Thursday, November 1, 2007

A perfect night out.

I went to see Frank McComb in Amsterdam yesterday.
He gave a show in the werktheater.
I'd raced from work to the location, calling to let them know I was running late.
They asked me t call again when I was at the door, as the door bell was very loud and they didn't want to disturb the show. So when I arrived I called and they let me in, but the cash register had already been closed. So as a result, I got a free ticket!
Not only that, but he had just started, so I hadn't missed a thing.
That set the mood. I knew it was gonna be a good evening.

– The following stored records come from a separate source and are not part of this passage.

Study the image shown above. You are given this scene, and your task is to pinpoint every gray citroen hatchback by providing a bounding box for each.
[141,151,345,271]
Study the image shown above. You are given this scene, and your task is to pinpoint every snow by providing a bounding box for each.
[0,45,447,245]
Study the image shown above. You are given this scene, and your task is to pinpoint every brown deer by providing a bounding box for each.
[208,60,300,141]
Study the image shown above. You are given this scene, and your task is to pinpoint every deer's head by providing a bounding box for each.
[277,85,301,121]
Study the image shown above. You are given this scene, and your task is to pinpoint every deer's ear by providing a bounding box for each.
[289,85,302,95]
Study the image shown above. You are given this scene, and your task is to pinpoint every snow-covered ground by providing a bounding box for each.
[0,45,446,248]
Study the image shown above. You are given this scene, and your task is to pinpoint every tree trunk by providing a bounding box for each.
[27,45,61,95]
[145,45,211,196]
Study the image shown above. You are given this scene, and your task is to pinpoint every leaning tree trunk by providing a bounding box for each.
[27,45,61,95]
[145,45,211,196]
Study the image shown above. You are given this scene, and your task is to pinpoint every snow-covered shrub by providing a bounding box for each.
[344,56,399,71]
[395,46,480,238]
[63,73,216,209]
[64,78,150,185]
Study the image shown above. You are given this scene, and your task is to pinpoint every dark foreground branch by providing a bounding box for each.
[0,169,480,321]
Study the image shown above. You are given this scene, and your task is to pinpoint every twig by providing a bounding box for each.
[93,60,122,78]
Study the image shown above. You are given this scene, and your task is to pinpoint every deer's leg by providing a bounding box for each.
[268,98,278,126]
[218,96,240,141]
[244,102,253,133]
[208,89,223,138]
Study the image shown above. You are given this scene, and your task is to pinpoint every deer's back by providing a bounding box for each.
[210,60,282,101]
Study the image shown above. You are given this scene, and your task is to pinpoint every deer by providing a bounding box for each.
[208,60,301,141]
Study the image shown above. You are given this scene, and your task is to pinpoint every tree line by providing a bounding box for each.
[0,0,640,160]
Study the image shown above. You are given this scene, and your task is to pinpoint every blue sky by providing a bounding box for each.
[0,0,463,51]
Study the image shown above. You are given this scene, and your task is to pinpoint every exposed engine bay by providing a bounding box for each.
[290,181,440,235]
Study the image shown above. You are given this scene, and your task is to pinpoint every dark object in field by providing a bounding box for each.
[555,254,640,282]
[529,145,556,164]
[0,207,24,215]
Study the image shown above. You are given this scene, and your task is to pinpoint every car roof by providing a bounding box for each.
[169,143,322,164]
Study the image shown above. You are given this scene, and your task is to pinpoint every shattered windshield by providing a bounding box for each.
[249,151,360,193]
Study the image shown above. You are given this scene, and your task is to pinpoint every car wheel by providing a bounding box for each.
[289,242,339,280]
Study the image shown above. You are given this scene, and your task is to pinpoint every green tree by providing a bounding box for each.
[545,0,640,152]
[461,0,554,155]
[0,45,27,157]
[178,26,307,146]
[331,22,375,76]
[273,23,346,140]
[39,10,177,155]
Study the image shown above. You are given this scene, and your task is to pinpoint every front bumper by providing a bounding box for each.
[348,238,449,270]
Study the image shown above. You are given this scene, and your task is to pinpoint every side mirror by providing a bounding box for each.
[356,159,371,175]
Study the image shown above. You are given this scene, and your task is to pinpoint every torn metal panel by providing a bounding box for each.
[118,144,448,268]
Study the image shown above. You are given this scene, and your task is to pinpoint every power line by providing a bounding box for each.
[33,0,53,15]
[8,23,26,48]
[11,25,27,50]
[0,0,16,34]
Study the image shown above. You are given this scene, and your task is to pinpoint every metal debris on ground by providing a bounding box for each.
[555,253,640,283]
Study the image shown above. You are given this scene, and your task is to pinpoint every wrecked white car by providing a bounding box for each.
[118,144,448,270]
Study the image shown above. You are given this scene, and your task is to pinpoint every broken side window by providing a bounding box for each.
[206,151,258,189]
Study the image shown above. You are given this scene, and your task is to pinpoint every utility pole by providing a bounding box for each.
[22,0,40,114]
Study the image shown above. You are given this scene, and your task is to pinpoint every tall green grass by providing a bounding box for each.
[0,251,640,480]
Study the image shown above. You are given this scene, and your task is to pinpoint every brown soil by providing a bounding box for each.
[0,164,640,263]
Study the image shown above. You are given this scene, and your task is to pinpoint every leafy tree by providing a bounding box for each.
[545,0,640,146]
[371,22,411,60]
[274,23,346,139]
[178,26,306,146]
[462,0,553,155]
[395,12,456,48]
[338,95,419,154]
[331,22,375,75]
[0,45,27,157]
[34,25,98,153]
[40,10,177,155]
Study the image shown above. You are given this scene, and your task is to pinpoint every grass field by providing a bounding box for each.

When I walked in it turned out to be more of a theatre room than a dance-club-kinda venue.
Thinking of that now, I should remember to check out that place if ever I do my own show.
They had rows of wooden chairs and everyone was sitting. Here and there a few people stood due to lack of space. I happily joined the people standing, choosing an angle that gave me a good view, but didn't disturb the show, and went straight for my camera.
I know the guy on bass, as he plays in the band 'Rose' with me. I was so proud seeing him on stage. He was really doing a good job. I'd never heard him play like that. The rest of that band was great too. And needless to say, so was Frank.
I made a few pictures, after checking with the same sweet lady if making pictures was OK, and then just danced the whole show threw.
Frank had planted a little break in the middle of the show, and in that break I walked over to Glen (the guy on bass) to tell him how great he was doing, when I feel someone tickle my neck.
I turn round and Joanne is grinning from ear to ear. I think I squealed, and then gave her a big hug.
Joanne and I did our first 2 Blues Brother tours together. Everyone that was a part of that tour is connected for life, no matter how rarely you see each other. I couldn't believe my luck. It had been years. So we chatted a little, and then I excused myself, cause I wanted to TCB as quickly as possible and get back to my comfortable spot before the show would start again.
While looking extremely lost, searching for the ladies room, I hear someone call out: " Oh no Nyjolene, you are not passing me by like that..." I turn round to see my Jamaican angel Leonna grinning (yes from ear to ear). I'm guessing my grin was as big. We hugged and chatted a little, but only after that show got the chance to really talk.
Leonna and I did the last Blues Brother tour together, where she sang the parts that Joanne had done in the previous tours.
It was this big get together how have you been night.
I saw a guy who used to play the keys in a gospel choir I was a part of a few years ago.
I saw my ex-singing teacher, who I'd been trying to contact for weeks.
Everything felt so good!
I bought the last 3 CD's of Franks collection that I didn't have yet. Had him sign them. Had the longest talk with Leonna, deepening the friendship we have. Then she dropped me of at Amsterdam Central on her bike. We made plans for a concert she wanted us to check out together. Beth Heart. I don't know her, but Leonna says she's really good.
My train was ready to go when I got in, the taxi in the Hague aloud me to pay a little less for the ride home as it was his last shift, and I was 2 euro's short of the normal fee, and when I came home I must have hugged Ed for hours telling him all about the evening, before letting him go back to bed. (2 am?)
In short, I had a perfect night out.